FDI to Africa Declines on Low Oil Prices
Foreign Direct Investment to Africa declined by 3.5 percent in 2016, due in part to weak commodity prices, with financial flows to key African economies like Angola and South Africa taking a hit yet again in 2016 compared to past years, according to the 2017 World Investment Report by the United Nations Conference on Trade and Development.
Oil and gas-dependent economies in Central Africa were especially hard-hit —Equatorial Guinea, Sub-Saharan Africa’s third largest oil and gas producer, saw FDI inflows decrease by 77 percent to $54 million and The Democratic Republic of the Congo’s FDI declined by 28 percent to $1.2 billion in 2016.
Countries in Africa followed a global trend, with flows of foreign direct investment falling by about 2 percent worldwide.
“Investment in developing countries declined even more, by 14 per cent, and flows to LDCs and structurally weak economies remain volatile and low. Although UNCTAD predicts a modest recovery of FDI flows in 2017–2018, they are expected to remain well below their 2007 peak,” Said António Guterres, Secretary-General of the United Nations, in the report. “These developments are troublesome, especially considering the enormous investment needs associated with the Sustainable Development Goals. … Progress on sustainable development – and lasting peace – requires more investment in basic infrastructure, energy, water and sanitation, climate change mitigation, health and education, as well as investment in productive capacity to generate jobs and income growth.”
Source: United Nations Conference on Trade and Development
Countries like Egypt and Ghana, however, where massive oil and gas projects are moving forward despite the low oil prices, both saw investment increase, with Ghana’s FDI inflows increasing by 9.2 percent over 2015 to $3.5 billion and Egypt’s increasing by 17.1 percent to 8.1 billion. Ghana’s efforts to develop the $7 billion offshore oil Offshore Cape Three Points Project, headed by Vitol Group, Eni and Ghana’s National Petroleum Corporation, attracted most of the country’s foreign investment.
Nigeria also saw a recovery in 2016 as compared to 2015 — with investment of 45 percent to $4.4 billion in 2016 from a 2015 low — but the increase was still far below recent years.

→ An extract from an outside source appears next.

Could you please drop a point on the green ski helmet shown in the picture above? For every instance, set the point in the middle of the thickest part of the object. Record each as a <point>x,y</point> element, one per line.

East Africa, buoyed by Ethiopia, saw FDI increase by 13 percent. Nearly all of those gains, however, came from Ethiopia’s resounding performance in the manufacturing and infrastructure sectors — the country increased FDI by 46 percent to $3.2 billion. And even though Kenya saw a decline in FDI for 2016, the East African country’s trading value on Kenya’s liquid stock exchange overtook Nigeria’s stock exchange for the first time in 2016.
Recovery on the Horizon
Despite the downturn, UNCTAD expects a recovery is on the horizon, with FDI inflows in Africa expected to increase by 10 percent in 2017, reaching about $65 billion. The view, based on a modest rise in oil and gas prices as well as an increase in non-oil projects on the continent, takes into consideration deals and projects expected to close in 2017. For example, Total is expected to purchase a percentage of Tullow Oil’s stake in the Lake Albert development in Uganda for $900 million and the Africa Finance Corporation is expected to launch a $3.3 billion joint venture.
Despite expecting an increase in oil and gas-related spending in 2017, the report urges African nations to look to non-oil FDI and diversification projects.
“The challenge remains putting policies in place to leverage this FDI so as to diversify domestic productive capacity before the next commodity downturn,” the report states.